Brandon Browner had a team-high six interceptions and led the league with 23 passes defended. (AP)
Browner, a first alternate, was added to the NFC roster Monday night as a replacement for San Francisco’s Carlos Rogers, who won’t play due to an injury. He will join strong safety Kam Chancellor, free safety Earl Thomas, fullback Michael Robinson and running back Marshawn Lynch to form the franchise’s largest Pro Bowl contingent since the 2005 team had seven representatives.
That’s quite a turnaround for a franchise that didn’t have one player make the Pro Bowl in either of the last two seasons.
The same can be said for Browner, who had spent the last four seasons in the Canadian Football League, coming up empty each time he tried out for an NFL team.

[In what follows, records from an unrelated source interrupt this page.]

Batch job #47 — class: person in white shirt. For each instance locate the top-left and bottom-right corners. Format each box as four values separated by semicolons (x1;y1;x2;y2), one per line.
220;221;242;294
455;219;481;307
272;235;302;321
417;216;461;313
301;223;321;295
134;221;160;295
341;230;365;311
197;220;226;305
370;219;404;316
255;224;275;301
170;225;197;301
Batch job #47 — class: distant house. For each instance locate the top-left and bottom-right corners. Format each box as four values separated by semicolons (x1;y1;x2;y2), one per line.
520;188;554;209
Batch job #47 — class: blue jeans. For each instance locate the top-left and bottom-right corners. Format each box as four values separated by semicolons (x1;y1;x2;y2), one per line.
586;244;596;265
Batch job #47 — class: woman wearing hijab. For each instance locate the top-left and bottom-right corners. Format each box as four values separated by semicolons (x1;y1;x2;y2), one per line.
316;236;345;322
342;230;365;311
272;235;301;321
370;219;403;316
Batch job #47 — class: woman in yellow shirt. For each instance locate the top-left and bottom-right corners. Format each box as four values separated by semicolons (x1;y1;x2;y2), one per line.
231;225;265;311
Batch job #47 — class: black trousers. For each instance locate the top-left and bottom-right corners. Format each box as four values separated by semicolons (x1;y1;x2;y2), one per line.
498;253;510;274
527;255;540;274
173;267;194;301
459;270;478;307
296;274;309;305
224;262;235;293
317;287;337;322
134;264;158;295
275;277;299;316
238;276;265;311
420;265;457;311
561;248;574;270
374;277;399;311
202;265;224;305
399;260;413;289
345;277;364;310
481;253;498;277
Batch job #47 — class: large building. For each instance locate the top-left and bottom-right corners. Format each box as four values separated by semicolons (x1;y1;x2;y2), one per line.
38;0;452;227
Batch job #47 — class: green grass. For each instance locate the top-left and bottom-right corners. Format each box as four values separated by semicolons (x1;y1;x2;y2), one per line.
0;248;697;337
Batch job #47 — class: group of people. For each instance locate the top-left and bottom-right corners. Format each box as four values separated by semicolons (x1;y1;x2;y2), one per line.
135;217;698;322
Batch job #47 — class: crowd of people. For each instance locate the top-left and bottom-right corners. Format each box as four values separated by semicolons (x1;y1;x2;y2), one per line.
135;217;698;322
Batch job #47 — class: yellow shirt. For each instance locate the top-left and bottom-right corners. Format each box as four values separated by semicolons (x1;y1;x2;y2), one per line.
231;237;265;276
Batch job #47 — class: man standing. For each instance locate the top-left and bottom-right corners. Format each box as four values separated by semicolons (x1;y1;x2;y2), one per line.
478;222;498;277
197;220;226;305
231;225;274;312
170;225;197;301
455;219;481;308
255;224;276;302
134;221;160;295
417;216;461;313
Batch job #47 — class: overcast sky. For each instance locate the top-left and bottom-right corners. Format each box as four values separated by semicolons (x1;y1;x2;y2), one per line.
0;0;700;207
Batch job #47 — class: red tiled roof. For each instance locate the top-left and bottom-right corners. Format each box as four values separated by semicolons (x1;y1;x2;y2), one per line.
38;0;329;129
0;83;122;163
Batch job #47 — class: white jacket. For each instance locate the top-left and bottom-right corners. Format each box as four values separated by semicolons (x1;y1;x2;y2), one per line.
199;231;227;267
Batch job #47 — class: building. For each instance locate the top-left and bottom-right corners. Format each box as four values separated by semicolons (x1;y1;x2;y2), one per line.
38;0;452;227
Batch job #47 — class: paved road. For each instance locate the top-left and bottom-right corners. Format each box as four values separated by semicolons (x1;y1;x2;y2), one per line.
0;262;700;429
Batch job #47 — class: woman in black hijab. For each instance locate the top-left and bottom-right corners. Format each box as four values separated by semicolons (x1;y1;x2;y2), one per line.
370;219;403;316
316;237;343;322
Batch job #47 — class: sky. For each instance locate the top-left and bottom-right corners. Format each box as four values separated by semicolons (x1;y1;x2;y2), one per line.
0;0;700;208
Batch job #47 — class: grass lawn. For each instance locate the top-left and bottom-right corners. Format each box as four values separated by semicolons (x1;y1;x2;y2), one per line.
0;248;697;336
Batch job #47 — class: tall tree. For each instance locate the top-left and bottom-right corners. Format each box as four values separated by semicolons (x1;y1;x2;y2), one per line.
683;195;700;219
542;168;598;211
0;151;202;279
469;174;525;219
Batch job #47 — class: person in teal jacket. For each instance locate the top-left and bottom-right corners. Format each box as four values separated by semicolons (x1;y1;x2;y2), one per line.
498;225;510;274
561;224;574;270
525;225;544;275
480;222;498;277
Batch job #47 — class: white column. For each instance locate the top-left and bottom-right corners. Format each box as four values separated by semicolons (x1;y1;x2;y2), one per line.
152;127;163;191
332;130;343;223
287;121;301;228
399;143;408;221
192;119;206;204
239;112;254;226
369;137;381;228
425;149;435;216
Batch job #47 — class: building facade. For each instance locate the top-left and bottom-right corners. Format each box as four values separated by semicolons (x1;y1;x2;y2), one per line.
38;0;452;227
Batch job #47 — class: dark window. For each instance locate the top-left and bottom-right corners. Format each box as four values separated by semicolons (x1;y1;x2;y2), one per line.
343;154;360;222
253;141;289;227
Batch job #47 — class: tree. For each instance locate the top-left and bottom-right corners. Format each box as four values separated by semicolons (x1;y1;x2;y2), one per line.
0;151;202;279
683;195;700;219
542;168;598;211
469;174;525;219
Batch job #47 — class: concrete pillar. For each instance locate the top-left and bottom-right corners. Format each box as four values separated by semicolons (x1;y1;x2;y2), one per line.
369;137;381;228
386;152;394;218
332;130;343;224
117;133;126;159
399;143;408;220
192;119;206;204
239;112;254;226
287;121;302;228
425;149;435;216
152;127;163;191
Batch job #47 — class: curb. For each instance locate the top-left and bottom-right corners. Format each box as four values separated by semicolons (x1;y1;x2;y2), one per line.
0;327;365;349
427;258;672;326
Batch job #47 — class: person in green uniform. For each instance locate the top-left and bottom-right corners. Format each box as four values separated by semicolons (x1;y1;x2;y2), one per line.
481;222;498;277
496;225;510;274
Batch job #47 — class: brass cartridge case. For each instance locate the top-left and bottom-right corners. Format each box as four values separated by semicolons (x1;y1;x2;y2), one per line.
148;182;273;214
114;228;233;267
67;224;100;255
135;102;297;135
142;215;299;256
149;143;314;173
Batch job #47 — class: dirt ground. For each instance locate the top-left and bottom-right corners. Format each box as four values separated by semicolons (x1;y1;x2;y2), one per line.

“Those tryouts a little bit dampered my spirits,” he said, “had me feeling like maybe I wasn’t good enough or whatnot.”
Browner had one goal in mind when Pete Carroll brought him in for a workout.
“It was most definitely just to make the team. I told coach Carroll at my workout that I would really appreciate a shot — a legitimate shot — at making this team,” he said. “A lot of guys get shots but there are a lot of guys brought in (to be) camp bodies. I told him, ‘You brought me in. I can do some things with this team.’
“I felt the need at the cornerback position; I thought they were a little small and I felt I could do some things with the team. That’s how it worked out for me.”
After signing a futures contract in January, Browner was pressed into action during training camp while Walter Thurmond was sidelined with an ankle injury. He kept the job, starting all 16 games while helping Seattle’s pass defense improve from 27th in 2010 to 11th this season. Browner had a team-high six interceptions and returned two for touchdowns. He led the league in passes defended with 23.
Browner’s aggressive coverage worked for him at times and against him at others. He was among the league’s most penalized cornerbacks, an issue he intends to curb next season.
“I’ve always been a big guy who’s always dealt with being overly aggressive at times,” he said. “I think I led the CFL in penalties, and that’s not something I want to be known for. I’ve always had to work on that. And next season I’m looking forward to knocking those down and taking those out of my game.”